Run PhyloVelo in C.elegans data
We next sought to benchmark PhyloVelo by applying to the phylogeny-resolved scRNA-seq data of C. elegans. The embryonic lineage tree of C. elegans is entirely known. Moreover, time-course single-cell RNA-seq data from C. elegans embryos has been mapped to its invariant lineage tree. We focused on the AB lineage which had the densest cell annotations from generation 5 (32-cell stage) to 12 (threefold stage of development), with mostly ectoderm and accounting for ~70% of the terminal cells in the embryo.
Data are available from Packer et al. at the Gene Expression Omnibus (GEO) under accession number GSE126954. Since multiple synchronous C. elegans embryos were pooled for the scRNA-seq experiment, many nodes on the embryonic lineage tree have been sampled multiple times. Only one cell was thus randomly chosen to represent the corresponding node, while these non-repetitive cells from one lineage tree constitute a “pseudo-embryo”. We focused on the AB lineage (the largest lineage amongst the first five founder cells contributing over 70% somatic tissues of C. elegans) and filtered out the genes with total count < 10 (remaining 6533 genes and 298 cells in a single psedo-emberyo). For the dimensionality reduction embedding of the scRNA-seq data, we used the UMAP embedding coordinates from original study13, which is available from https://github.com/qinzhu/Celegans_code/blob/master/globalumap2d_Qin.rds.
[9]:
import pandas as pd
import matplotlib.pyplot as plt
import phylovelo as pv
import numpy as np
from scipy.stats import spearmanr
from mpl_toolkits.axes_grid1.inset_locator import inset_axes
import data
[1]:
import pyreadr
globalumap = pyreadr.read_r('./datasets/Celegans/globalumap2d_Qin.rds')
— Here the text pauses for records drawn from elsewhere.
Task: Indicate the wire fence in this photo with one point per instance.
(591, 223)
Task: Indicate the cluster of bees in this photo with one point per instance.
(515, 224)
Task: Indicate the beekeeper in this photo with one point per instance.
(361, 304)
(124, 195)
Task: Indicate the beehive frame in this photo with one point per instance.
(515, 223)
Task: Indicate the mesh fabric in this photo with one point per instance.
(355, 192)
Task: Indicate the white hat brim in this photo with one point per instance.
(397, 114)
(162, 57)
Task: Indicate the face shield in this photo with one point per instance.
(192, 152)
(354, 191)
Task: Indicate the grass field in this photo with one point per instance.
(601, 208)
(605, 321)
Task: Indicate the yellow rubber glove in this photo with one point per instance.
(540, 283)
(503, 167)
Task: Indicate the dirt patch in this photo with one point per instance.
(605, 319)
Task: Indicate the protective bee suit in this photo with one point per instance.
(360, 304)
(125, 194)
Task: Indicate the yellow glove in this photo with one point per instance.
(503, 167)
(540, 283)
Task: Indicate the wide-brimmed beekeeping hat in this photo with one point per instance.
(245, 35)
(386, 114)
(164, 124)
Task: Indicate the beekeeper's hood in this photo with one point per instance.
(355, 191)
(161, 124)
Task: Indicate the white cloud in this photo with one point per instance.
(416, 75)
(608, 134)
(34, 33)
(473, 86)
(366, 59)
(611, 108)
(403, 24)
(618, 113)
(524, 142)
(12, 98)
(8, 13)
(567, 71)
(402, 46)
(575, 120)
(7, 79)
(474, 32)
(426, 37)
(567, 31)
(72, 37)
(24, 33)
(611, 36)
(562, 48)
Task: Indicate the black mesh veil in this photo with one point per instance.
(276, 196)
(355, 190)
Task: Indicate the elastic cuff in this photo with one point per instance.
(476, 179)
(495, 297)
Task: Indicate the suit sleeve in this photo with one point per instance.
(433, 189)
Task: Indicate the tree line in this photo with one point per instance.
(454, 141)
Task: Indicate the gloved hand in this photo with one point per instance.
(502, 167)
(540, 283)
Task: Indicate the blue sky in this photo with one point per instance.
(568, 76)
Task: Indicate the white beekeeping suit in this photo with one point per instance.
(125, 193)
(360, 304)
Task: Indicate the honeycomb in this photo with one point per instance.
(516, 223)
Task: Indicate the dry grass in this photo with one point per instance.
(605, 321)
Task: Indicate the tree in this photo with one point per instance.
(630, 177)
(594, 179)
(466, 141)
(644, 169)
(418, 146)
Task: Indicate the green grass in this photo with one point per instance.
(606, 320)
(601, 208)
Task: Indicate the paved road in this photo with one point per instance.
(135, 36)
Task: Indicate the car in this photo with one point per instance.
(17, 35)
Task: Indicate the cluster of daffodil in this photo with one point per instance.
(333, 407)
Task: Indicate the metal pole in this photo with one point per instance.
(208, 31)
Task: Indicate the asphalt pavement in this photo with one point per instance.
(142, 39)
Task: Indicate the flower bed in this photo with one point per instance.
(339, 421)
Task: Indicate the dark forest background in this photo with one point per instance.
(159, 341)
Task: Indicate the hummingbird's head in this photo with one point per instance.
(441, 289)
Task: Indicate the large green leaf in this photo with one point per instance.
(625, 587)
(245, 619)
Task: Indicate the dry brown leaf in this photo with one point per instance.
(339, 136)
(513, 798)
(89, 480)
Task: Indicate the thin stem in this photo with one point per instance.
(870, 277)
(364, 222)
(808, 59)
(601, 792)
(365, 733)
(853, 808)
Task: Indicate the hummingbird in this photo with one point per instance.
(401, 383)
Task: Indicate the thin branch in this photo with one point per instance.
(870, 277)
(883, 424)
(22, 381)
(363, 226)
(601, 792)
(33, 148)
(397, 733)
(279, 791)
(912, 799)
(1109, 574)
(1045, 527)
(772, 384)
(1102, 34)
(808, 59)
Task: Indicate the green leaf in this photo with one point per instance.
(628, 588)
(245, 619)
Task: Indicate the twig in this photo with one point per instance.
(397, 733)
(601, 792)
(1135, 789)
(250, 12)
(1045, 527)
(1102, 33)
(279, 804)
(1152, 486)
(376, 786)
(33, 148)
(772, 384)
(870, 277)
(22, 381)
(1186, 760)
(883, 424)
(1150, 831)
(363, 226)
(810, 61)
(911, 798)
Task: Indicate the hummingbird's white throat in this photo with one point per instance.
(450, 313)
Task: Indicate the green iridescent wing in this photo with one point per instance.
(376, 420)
globalumap = globalumap[None]
[15]:
cell_annotation = pd.read_csv('./datasets/Celegans/GSE126954_cell_annotation.csv', index_col=0)
count = pd.read_csv('./datasets/Celegans/pseudoembryo0_count.csv', index_col=0)
sample = count.index
Read data using scData and filter
[16]:
sd = pv.scData(count=count, Xdr=globalumap.loc[sample], cell_generation=cell_annotation.loc[sample].lineage.apply(lambda x: len(x.split('/')[0])).to_numpy().flatten())
sd.drop_duplicate_genes(target='count')
sd.normalize_filter(is_normalize=False, is_log=False, min_count=10, target_sum=None)
Inference and project velocity into embedding
[17]:
pv.velocity_inference(sd, sd.cell_generation, cutoff=0.95, target='count')
pv.velocity_embedding(sd, target='count', n_neigh=15)
/home/wangkun/miniconda3/lib/python3.9/site-packages/phylovelo/inference.py:29: RuntimeWarning: divide by zero encountered in log
pmf0 = -n_zeros * np.log((1 - psi) + psi * (n / (n + mu)) ** n)
/home/wangkun/miniconda3/lib/python3.9/site-packages/phylovelo/inference.py:29: RuntimeWarning: invalid value encountered in multiply
pmf0 = -n_zeros * np.log((1 - psi) + psi * (n / (n + mu)) ** n)
/home/wangkun/miniconda3/lib/python3.9/site-packages/phylovelo/inference.py:29: RuntimeWarning: invalid value encountered in double_scalars
pmf0 = -n_zeros * np.log((1 - psi) + psi * (n / (n + mu)) ** n)
/home/wangkun/miniconda3/lib/python3.9/site-packages/phylovelo/inference.py:333: RuntimeWarning: invalid value encountered in log
y = np.log(y + 1)
[18]:
fig, ax = plt.subplots()
scatter = ax.scatter(sd.Xdr.iloc[:, 0], sd.Xdr.iloc[:, 1], c=sd.cell_generation, s=100)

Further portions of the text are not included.